Он рассмеялся искристым, лукавым смехом.
– Теперь я верю, что ты вполне можешь держать Субуру в своем кулачке!
Она подошла к своей любимой скамье.
– Мне нравится моя жизнь, Луций Корнелий. Если быть честной, я хотела бы, чтобы у Гая Юлия никогда не хватило денег на покупку дома где-нибудь на Палатине. Здесь, в Субуре, я занята, окружена интересными людьми. Жизнь вокруг кипит. Я иду своей дорогой.
– Перед тобой, похоже, долгая дорога.
– Как и перед тобой, – отозвалась Аврелия.
Юлия знала, что Марий не сможет все лето высидеть в Кумее, хоть он и говорил, что не вернется в Рим до сентября, прежде чем восстановит силы, а обстановка в городе разрядится. Поэтому она каждый день благодарила богов за то, что Марий сбросил и тогу политика, и кирасу воина и ненадолго стал обычным землевладельцем, как и его предки. Они плавали в море невдалеке от виллы, лакомились свежими устрицами, крабами, омарами; они гуляли по окрестным почти безлюдным холмам, где все было пропитано ароматом роз; они устраивали мало званых обедов, предпочитая одиночество. Марий построил небольшую лодочку для маленького Мария и, плывя рядом, изображал большую рыбу, увлекаясь игрой, как и сын.

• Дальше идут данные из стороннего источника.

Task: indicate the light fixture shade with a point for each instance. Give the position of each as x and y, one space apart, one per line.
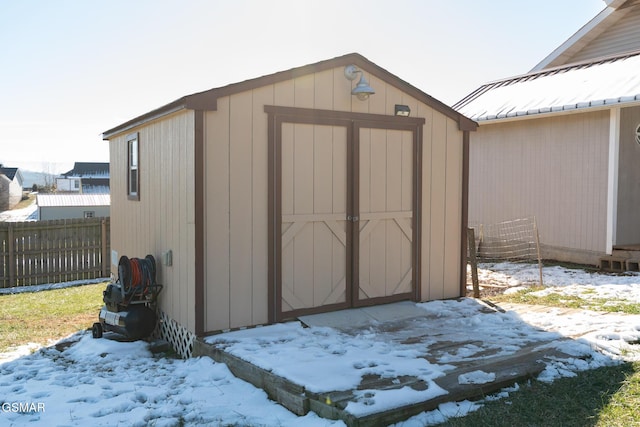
362 89
402 110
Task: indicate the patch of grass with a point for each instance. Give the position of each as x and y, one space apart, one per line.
47 315
525 296
604 397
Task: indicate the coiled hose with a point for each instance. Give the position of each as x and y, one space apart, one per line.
138 277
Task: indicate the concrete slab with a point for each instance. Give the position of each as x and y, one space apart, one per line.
349 319
458 340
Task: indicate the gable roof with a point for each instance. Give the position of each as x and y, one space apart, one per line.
207 100
618 16
597 84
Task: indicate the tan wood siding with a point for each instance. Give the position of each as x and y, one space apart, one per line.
236 202
552 168
386 213
628 218
623 36
314 196
163 218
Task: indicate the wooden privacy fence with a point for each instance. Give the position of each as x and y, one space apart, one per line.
34 253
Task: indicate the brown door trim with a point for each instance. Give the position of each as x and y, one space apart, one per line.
353 122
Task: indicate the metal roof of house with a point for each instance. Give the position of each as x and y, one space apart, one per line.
89 170
69 200
9 172
594 84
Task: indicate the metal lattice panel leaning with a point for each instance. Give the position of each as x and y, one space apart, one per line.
179 337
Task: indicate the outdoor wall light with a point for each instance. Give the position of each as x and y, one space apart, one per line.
402 110
362 89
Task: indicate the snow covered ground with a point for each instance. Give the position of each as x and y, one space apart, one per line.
30 213
105 382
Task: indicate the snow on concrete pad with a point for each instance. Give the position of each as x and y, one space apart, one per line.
476 377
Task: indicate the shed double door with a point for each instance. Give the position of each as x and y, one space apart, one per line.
346 234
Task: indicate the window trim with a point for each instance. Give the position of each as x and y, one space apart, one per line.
133 139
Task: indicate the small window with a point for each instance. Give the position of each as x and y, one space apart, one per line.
133 169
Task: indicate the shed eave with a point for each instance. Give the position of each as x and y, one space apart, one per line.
554 111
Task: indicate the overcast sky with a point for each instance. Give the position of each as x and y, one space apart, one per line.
72 69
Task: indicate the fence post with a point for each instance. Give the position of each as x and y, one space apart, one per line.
473 260
537 236
12 256
105 256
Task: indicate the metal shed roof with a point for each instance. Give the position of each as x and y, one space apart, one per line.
595 84
68 200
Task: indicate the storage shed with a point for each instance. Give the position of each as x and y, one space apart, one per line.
293 193
562 143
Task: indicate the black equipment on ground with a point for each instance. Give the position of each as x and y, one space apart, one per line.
130 302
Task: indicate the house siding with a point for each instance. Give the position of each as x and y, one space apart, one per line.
552 168
236 191
623 36
163 218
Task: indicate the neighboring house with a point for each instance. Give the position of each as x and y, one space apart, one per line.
91 178
287 195
11 182
69 206
562 142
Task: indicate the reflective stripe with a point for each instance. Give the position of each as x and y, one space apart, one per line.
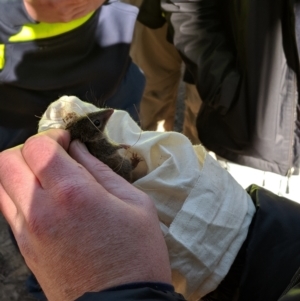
30 32
2 56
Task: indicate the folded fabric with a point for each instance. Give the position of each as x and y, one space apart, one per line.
204 212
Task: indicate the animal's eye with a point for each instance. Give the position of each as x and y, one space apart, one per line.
97 122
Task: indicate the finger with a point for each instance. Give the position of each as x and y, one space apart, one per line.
62 137
7 207
112 182
18 182
46 156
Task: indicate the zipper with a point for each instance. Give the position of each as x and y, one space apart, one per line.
289 174
294 281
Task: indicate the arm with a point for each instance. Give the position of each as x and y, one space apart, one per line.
80 227
201 36
52 11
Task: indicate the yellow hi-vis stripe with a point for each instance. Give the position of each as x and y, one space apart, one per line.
2 56
30 32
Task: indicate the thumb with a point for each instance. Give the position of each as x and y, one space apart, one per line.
104 175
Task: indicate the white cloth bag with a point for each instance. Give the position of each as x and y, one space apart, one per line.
204 212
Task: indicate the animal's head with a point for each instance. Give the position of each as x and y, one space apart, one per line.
90 127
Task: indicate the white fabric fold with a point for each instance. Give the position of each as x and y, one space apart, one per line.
204 212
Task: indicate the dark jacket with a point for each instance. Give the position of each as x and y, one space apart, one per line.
136 292
40 62
243 55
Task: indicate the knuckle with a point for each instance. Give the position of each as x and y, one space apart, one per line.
26 248
67 192
37 224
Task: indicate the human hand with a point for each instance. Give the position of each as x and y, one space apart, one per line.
80 227
52 11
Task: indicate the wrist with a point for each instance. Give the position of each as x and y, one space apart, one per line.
147 291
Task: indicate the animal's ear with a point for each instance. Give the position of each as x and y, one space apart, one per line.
100 118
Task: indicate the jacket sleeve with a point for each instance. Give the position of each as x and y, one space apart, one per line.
13 15
200 34
135 292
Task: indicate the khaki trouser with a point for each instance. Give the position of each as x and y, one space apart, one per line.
161 64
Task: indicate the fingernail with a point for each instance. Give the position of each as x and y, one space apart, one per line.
82 147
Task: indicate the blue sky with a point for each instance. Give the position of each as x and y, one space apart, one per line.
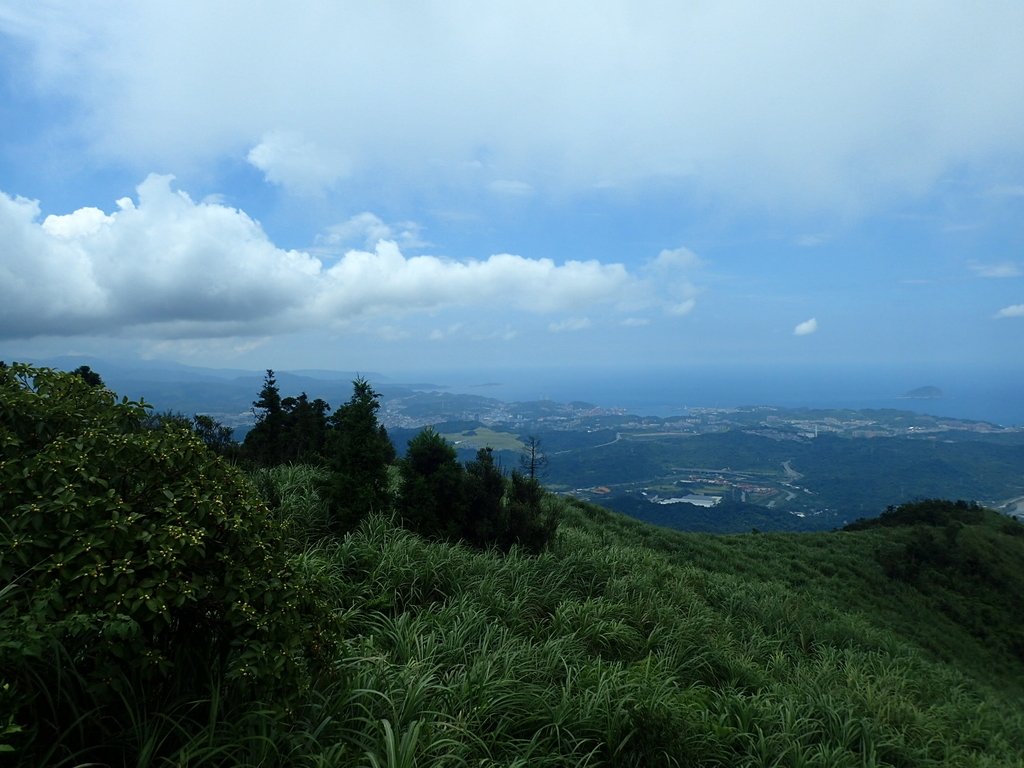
460 184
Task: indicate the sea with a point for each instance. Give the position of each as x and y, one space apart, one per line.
989 394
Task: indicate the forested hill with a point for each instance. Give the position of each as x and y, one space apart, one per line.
160 606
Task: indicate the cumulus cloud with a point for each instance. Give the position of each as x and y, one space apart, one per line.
558 95
1001 269
297 164
1014 310
186 269
676 258
368 229
806 328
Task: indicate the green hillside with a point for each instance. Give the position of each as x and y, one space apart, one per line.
621 644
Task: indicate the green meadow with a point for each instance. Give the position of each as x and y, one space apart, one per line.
227 622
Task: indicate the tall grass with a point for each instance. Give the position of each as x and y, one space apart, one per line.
624 645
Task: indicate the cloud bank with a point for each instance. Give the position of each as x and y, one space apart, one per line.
806 328
1014 310
183 269
826 105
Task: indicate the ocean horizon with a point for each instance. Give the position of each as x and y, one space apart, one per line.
966 393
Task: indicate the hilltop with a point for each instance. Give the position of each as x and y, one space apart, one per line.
175 610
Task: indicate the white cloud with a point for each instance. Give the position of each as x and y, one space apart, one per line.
297 164
683 307
788 112
569 325
186 269
368 229
806 328
1014 310
1001 269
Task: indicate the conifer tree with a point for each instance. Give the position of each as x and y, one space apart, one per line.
432 497
358 457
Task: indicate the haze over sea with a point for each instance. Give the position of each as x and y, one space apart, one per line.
993 395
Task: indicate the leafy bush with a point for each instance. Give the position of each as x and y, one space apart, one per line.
135 555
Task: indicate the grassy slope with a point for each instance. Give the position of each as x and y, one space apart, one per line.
626 645
633 645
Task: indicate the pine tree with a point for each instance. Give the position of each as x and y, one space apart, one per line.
358 457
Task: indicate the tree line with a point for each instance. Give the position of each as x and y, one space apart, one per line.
428 489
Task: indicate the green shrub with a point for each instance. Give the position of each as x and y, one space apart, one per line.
133 556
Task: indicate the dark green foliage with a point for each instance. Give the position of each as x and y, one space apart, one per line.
264 442
133 562
441 500
529 525
305 429
966 561
432 499
532 461
358 457
486 516
290 429
89 376
214 435
927 512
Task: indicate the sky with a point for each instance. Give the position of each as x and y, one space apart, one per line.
463 184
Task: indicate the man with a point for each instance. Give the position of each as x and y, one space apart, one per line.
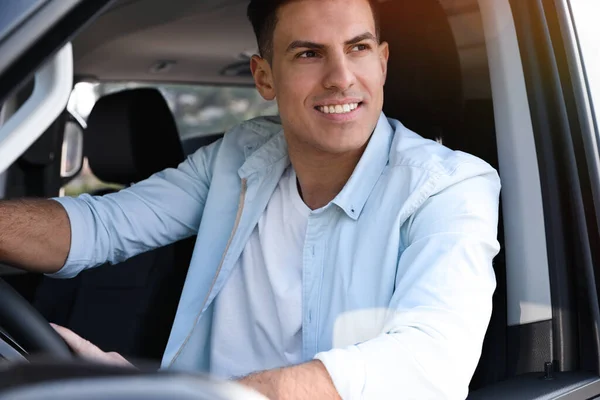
338 253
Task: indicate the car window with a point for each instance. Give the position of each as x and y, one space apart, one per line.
198 110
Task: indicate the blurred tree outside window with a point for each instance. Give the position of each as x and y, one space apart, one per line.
198 110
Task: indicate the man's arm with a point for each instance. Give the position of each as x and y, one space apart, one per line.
300 382
67 235
35 234
430 343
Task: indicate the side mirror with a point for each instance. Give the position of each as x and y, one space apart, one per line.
72 148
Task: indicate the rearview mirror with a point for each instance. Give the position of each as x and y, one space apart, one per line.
72 149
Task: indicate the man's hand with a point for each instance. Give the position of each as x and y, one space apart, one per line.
88 350
305 381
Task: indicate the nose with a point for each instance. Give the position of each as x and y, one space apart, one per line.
339 74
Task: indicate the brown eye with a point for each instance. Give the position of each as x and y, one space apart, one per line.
360 47
307 54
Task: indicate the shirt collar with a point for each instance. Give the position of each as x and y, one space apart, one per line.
355 193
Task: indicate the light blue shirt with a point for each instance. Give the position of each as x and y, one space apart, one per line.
397 270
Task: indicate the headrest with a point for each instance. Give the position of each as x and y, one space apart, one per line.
424 84
130 136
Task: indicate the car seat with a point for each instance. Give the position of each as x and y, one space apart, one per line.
128 307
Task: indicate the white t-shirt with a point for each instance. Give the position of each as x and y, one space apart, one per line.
257 321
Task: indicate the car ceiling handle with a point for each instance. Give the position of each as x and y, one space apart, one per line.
52 88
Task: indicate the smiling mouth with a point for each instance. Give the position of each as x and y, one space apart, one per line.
338 108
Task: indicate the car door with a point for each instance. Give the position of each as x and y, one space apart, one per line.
558 48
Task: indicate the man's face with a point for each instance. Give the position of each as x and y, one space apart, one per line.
327 73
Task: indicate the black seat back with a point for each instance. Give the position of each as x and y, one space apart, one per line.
128 307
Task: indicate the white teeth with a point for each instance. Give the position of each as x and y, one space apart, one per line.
339 108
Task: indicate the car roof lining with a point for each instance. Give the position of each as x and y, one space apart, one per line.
200 39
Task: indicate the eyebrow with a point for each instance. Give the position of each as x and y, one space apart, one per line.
304 44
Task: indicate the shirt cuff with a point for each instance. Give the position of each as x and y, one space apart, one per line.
77 259
347 370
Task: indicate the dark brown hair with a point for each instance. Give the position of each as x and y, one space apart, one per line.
263 17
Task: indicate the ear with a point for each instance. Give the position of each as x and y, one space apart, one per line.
263 77
384 55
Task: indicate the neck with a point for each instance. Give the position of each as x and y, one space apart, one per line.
321 176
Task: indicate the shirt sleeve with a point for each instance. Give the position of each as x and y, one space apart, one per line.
160 210
441 307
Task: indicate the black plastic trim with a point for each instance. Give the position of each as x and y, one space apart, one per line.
530 347
569 253
562 385
40 37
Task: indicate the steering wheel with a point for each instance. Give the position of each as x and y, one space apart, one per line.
27 327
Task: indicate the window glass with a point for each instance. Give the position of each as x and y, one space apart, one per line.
198 110
586 14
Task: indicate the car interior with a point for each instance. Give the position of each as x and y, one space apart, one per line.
439 84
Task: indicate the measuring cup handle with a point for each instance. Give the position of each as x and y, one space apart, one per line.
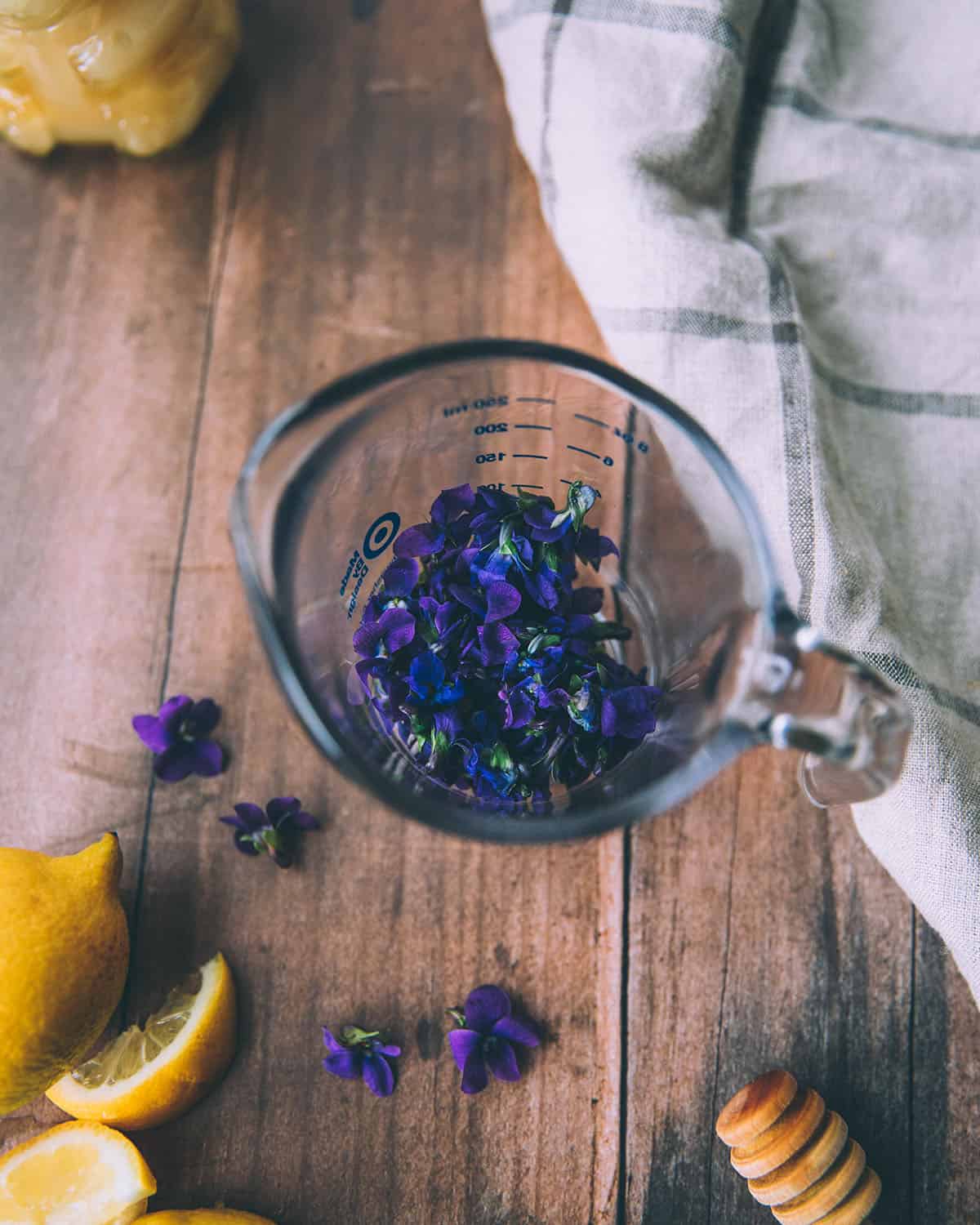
850 723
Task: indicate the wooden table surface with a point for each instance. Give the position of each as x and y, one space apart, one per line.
357 193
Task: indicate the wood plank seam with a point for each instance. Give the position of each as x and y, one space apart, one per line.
225 225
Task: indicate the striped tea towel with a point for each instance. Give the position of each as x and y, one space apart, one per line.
773 210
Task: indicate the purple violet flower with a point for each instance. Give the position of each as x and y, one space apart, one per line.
178 737
631 712
487 1036
360 1054
272 831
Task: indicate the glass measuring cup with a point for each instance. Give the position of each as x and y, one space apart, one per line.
330 484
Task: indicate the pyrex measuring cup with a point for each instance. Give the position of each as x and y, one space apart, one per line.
331 483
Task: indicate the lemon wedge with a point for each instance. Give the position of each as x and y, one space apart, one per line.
149 1076
205 1217
76 1174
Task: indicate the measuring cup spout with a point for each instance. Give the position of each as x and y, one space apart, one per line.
850 724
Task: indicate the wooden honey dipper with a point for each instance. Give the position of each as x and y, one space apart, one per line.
796 1156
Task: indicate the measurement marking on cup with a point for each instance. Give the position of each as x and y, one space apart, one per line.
571 483
607 460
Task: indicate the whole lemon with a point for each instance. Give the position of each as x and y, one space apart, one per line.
63 962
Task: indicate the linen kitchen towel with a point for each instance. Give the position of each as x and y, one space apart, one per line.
773 211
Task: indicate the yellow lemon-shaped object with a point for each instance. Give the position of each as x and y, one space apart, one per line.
63 962
152 1075
205 1217
78 1174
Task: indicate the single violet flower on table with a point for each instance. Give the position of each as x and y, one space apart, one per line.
487 1036
179 737
360 1055
274 831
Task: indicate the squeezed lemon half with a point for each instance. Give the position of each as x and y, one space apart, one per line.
151 1075
76 1174
63 962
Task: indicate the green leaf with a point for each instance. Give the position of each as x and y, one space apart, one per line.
500 757
353 1036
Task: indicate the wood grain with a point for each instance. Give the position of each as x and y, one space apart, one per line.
407 234
355 193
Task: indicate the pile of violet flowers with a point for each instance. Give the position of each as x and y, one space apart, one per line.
483 658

Никогда еще, думалось Юлии, не была она так счастлива, как в эти летние дни в Кумее.
Однако Марий не вернулся в Рим. В первую ночь секстилия – безболезненно и незаметно его хватил удар. Все, что заметил сам Марий – это что подушка влажна. Когда он вышел из дома, Юлия стояла на открытой террасе и смотрела в сторону моря. Он пытался поймать ее взгляд, поскольку уловил на ее лице какое-то невиданное им еще выражение.
– Что случилось? – промямлил он, еле ворочая языком, внезапно налившимся тяжестью.
– Твое лицо… – Она была мертвенно бледна.
Он хотел коснуться лица, но левая рука тоже еле двигалась.